Stages 4 and 6 of Archigram’s Cushicle as it expands to create a complete environment for the wearer. Courtesy Archigram.

It is a small step from Archigram’s living room of the future, which brought space travel down to earth, to the cryogenic chamber as time capsule. The living room of the future becomes not the fantasy of an ideal domesticity set in a proximate future (à la EPCOT or George and Jane Jetson), but a destination that the future itself will visit. It doesn’t require the transparency that Mies imagined would erase the spatial boundary between inside and outside, public and private. Nor does it necessitate the less congenial self-containment of Cushicle, in which the synthesis of consumption, entertainment, and elimination removes the need for other forms of either social or spatial intercourse. There is only one piece of furniture in cryonics’ living room of the future: a freezer. Still, it is imagined as a bubble, and one around which history will flow as it bobs in its stream. Or, as the Alcor Corporation, purveyor of cryonic suspension puts it, the occupants of its cryonic chambers “are being transported to future medicine.”[5]

Yet perhaps where cryonics most differs from other architectures of the future is that it has its better and worse neighborhoods. While occupants of Alcor’s quarters are suspended in shiny stainless-steel cylinders in a modern industrial park, others who await a visit from the future inhabit less ostentatious digs. The building that houses the living room of “Grandpa” Bredo Morstoel—whose suspension is celebrated annually in the Nederland, Colorado, Dead Guy Days festival—is a Tuff Shed somewhere in the mountains outside of Nederland. His freezer unit is made of aluminum and he is stored in common dry ice. Yet Bredo’s caretakers insist that Grandpa will nonetheless one day return, “Just like Walt Disney. ... Except Uncle Walt has a nice, cozy, 24-hour monitored, high tech LN (Liquid Notrogen) [sic] Dewar he lives in ... like a penthouse.”[6]
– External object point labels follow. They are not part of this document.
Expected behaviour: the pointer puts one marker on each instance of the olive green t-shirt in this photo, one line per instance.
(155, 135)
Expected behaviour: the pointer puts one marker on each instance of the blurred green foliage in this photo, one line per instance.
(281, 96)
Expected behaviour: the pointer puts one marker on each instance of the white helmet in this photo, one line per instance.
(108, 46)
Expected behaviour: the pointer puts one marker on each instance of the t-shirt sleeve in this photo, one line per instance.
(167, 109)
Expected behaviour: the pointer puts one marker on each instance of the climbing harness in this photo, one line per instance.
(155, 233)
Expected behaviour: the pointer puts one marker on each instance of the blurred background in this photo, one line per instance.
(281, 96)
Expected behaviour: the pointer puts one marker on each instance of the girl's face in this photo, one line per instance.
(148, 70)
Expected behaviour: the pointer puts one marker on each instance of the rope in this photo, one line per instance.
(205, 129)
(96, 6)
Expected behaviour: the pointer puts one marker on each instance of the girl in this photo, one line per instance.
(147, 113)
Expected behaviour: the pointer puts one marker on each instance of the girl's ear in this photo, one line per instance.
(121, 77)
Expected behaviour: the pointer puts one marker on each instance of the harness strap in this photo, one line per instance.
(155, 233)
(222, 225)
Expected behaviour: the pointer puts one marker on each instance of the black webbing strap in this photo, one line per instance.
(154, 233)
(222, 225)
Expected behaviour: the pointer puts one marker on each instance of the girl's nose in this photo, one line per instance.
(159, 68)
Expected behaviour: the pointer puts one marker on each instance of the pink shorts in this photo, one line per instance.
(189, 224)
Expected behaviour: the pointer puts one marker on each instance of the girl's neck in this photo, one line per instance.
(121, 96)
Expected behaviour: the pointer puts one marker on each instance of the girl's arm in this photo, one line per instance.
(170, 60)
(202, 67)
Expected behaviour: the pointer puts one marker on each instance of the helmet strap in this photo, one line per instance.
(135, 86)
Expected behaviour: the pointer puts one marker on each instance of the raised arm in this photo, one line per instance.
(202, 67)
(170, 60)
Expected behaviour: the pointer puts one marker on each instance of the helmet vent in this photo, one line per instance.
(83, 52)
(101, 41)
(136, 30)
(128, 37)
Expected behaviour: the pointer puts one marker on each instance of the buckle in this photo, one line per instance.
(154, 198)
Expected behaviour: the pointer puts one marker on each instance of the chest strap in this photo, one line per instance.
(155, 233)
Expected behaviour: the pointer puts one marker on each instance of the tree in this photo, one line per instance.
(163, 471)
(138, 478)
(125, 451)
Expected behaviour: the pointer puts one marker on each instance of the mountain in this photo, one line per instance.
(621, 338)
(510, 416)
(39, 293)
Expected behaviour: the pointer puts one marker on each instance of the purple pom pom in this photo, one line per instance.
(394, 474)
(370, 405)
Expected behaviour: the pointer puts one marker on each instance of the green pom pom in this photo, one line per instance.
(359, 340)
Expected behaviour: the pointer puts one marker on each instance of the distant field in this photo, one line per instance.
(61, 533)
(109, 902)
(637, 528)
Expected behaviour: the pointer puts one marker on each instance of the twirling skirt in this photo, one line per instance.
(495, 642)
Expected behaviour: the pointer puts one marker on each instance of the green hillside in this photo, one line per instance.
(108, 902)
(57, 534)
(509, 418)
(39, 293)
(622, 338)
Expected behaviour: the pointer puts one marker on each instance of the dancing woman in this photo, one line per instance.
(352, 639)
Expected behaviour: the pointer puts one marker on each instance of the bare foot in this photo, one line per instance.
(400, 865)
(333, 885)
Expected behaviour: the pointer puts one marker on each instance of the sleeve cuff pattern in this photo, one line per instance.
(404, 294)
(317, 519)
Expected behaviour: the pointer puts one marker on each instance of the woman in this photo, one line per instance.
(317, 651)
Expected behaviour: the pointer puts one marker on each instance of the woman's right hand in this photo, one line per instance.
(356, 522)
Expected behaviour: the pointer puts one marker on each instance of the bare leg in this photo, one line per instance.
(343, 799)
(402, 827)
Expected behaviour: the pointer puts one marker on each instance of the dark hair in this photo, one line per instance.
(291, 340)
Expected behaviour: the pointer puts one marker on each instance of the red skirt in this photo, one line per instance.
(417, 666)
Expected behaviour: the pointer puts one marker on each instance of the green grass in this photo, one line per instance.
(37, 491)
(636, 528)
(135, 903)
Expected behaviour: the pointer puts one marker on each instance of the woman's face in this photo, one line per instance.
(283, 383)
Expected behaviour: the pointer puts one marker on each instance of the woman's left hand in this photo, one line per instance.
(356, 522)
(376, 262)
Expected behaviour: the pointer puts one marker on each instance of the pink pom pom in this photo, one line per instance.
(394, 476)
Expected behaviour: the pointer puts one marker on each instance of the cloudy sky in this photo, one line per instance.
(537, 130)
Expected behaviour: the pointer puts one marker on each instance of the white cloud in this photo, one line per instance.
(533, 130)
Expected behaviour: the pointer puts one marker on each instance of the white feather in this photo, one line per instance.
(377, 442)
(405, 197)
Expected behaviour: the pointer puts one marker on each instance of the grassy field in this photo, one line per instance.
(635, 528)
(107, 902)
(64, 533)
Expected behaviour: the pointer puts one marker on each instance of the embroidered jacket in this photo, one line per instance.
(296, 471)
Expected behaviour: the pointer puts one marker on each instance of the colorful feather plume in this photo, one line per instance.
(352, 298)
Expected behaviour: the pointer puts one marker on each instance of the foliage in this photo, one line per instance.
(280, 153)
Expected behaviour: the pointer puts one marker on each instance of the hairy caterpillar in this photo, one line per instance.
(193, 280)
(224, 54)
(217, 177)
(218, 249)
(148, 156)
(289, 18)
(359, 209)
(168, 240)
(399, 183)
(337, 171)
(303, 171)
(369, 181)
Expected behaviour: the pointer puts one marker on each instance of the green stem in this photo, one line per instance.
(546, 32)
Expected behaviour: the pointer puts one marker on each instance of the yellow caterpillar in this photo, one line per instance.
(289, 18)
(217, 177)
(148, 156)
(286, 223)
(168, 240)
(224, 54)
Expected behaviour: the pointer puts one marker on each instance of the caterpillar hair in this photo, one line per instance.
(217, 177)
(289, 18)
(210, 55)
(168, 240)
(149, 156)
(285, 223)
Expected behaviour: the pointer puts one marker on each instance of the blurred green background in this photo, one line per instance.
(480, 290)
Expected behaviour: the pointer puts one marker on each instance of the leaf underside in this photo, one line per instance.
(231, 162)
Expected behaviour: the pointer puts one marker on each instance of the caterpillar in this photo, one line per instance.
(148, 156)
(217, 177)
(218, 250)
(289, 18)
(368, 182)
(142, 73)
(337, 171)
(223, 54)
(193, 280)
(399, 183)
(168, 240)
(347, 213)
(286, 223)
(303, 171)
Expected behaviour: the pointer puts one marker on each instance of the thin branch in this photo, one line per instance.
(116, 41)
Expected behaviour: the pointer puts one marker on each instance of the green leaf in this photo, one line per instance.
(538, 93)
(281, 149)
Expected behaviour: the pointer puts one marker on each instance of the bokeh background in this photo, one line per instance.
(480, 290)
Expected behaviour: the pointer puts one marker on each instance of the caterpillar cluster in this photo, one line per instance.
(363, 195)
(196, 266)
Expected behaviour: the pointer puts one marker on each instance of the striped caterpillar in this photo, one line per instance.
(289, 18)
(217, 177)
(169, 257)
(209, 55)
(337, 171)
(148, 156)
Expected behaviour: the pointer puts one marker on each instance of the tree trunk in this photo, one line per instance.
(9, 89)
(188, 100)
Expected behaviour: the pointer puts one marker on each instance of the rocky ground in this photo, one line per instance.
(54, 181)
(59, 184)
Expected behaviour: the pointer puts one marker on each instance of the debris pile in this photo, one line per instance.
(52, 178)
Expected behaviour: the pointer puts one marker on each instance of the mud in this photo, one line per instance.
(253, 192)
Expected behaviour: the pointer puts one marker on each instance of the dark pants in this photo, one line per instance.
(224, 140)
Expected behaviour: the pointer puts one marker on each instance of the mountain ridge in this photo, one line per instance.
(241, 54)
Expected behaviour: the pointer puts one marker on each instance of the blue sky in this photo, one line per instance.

  1. For a summary of this myth, see www.snopes.com/disney/waltdisn/frozen.htm.
  2. Actually, EPCOT is annually renamed—as in ‘EPCOT 2004’—to reflect its location in the present and its inclination toward a future that is always almost immediate. See Dave Smith, Disney A to Z: The Official Encyclopedia (New York: Hyperion, 1996). EPCOT is also not so much a planned community as it is a running infomercial for corporate sponsors interested in linking their products to an ideal future. Disney’s actual planned community, the nearby Celebration, actually trades on an ideal past.

  3. Robert Ettinger, The Prospect of Immortality (New York: Doubleday, 1964).

  4. Joel Sanders, “Archigram: Designs on the Future,” Artforum, October 1998.

  5. See www.alcor.org/AboutAlcor [link defunct. The current “About” page, available at https://www.alcor.org/about, no longer uses this language—Eds.]
  6. www.frozendeadguy.com/history.htm [link defunct—Eds.].

Nicholas Sammond is assistant professor in the Media and Society Program at Hobart and William Smith Colleges. He is the editor of Steel Chair to the Head: Essays on Professional Wrestling (Duke University Press, 2004) and the author of The Uses of Childhood: The Rise of Walt Disney and the Generic American Child, 1930–1960 (Duke University Press, 2005).